Claire Mauss-Copeaux, la mémoire en marche
Un massacre de civils dans un village algérien en 1956 est le point de départ d’une enquête fondée sur des souvenirs convergents 1.
Ils ont commencé l’enquête chacun de leur côté : l’ancien appelé français, le voisin algérien et l’historienne. Chacun à leur manière, ils avaient été » à côté » de l’événement ; ils en avaient entendu parler. Ils ont uni leurs connaissances pour tenter de l’éclairer.
Cette entreprise originale, c’est Claire Mauss-Copeaux, l’historienne, qui l’a retranscrite dans un ouvrage provocateur. Au cœur du livre : le massacre, en partie prémédité, d’un village de la presqu’île de Collo, en Algérie, au printemps 1956, par l’armée française, le jour de l’Aïd es-Seghir. A ceux qui doutent encore de l’existence des violences multiples subies par les civils algériens dès le début de la guerre, cette étude apporte une mise au point édifiante, du vol d’objets lors des fouilles de maisons aux viols, en passant par la torture. Car, dans une région qui fut une base pour les troupes françaises, le massacre a été rendu possible par un climat général d’impunité et de mépris.
Violences autorisées
Pourtant, la portée provocatrice de l’ouvrage ne réside pas dans le sujet développé – même s’il déclenchera sans doute l’ire de ceux qui accordent encore du crédit à la version officielle d’une France pacificatrice en Algérie lors de simples » opérations de maintien de l’ordre » –, mais dans le choix de montrer un travail d’enquête en actes, appuyé presque exclusivement sur les mémoires des protagonistes, qu’il s’agisse des appelés français d’un côté ou des civils algériens de l’autre.
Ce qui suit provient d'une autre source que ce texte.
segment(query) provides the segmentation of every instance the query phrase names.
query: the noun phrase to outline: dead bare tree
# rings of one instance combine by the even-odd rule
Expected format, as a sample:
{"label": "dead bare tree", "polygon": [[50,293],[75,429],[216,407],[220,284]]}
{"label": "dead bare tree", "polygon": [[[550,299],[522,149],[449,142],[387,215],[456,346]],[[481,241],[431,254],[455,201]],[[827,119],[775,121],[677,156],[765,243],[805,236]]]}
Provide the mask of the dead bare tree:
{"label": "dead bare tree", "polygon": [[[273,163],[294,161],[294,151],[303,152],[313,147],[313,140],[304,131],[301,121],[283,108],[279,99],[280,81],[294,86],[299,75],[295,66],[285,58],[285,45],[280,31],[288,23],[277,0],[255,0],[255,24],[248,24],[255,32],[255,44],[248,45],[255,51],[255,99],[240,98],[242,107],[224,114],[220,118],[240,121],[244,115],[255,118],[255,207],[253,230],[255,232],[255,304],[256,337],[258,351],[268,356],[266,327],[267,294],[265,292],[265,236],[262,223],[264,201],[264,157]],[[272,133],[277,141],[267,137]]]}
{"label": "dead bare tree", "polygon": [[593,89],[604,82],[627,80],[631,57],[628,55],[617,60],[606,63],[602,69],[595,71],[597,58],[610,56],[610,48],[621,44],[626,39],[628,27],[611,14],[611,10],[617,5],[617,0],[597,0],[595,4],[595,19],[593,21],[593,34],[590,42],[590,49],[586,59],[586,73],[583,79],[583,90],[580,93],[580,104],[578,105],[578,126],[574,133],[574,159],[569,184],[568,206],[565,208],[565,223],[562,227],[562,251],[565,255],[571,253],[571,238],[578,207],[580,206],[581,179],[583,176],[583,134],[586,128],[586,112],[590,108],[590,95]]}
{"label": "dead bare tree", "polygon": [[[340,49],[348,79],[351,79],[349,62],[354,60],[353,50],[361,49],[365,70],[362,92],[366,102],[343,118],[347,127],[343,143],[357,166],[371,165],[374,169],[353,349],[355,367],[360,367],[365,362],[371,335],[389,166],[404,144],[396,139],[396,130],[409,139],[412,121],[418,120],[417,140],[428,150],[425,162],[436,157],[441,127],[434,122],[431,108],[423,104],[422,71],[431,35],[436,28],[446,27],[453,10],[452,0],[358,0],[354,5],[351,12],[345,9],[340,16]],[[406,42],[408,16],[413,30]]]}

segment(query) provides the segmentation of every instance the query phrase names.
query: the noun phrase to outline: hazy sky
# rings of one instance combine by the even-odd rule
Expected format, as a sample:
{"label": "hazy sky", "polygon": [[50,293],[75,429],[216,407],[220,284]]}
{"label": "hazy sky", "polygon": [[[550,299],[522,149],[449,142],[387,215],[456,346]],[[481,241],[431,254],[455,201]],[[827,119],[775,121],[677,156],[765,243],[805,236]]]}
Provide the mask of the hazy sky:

Bien sûr, les archives sont exploitées et permettent de comprendre les circonstances de ce qui n’est pas un passage à l’acte individuel mais une action collective ayant mobilisé près de deux cents militaires français, et de renseigner sur le statut ambigu de ces violences autorisées, sans jamais être ordonnées par écrit. Mais le cœur du livre réside bien dans la mise à nu des mémoires divergentes de l’événement.
Car l’enquête auprès des témoins permet au lecteur de saisir la complexité de ce qui a pu se jouer là-bas. Incisive, la parole des victimes est désir de dire, de faire connaître. Ainsi, quand les femmes parlent, elles ne se contentent pas de livrer leur vision de l’intérieur du massacre, elles proclament leur autonomie d’action et leur volonté d’être considérées comme des actrices de l’histoire. En France aussi, les paroles doivent être resituées dans leur contexte d’énonciation. Du reste, les multiples décalages constatés entre les récits s’expliquent par la manière dont mémoire individuelle et mémoire du groupe combattant se sont combinées depuis plus de cinquante ans, entourant les morts français d’un voile d’intouchables mais laissant apparaître des questions sans réponse – que l’enquête réactive.
Car le travail de l’historienne se situe bien au milieu de ces mémoires ; elle construit et donne à voir, du même mouvement, l’événement et ses conséquences intimes. Et la provocation fondamentale est bien là : ne pas renoncer aux événements tus par les archives et affirmer, au contraire, que leur connaissance est possible, à condition d’assumer qu’ils ont marqué leurs contemporains et que dans leurs traces réside peut-être leur vérité ultime.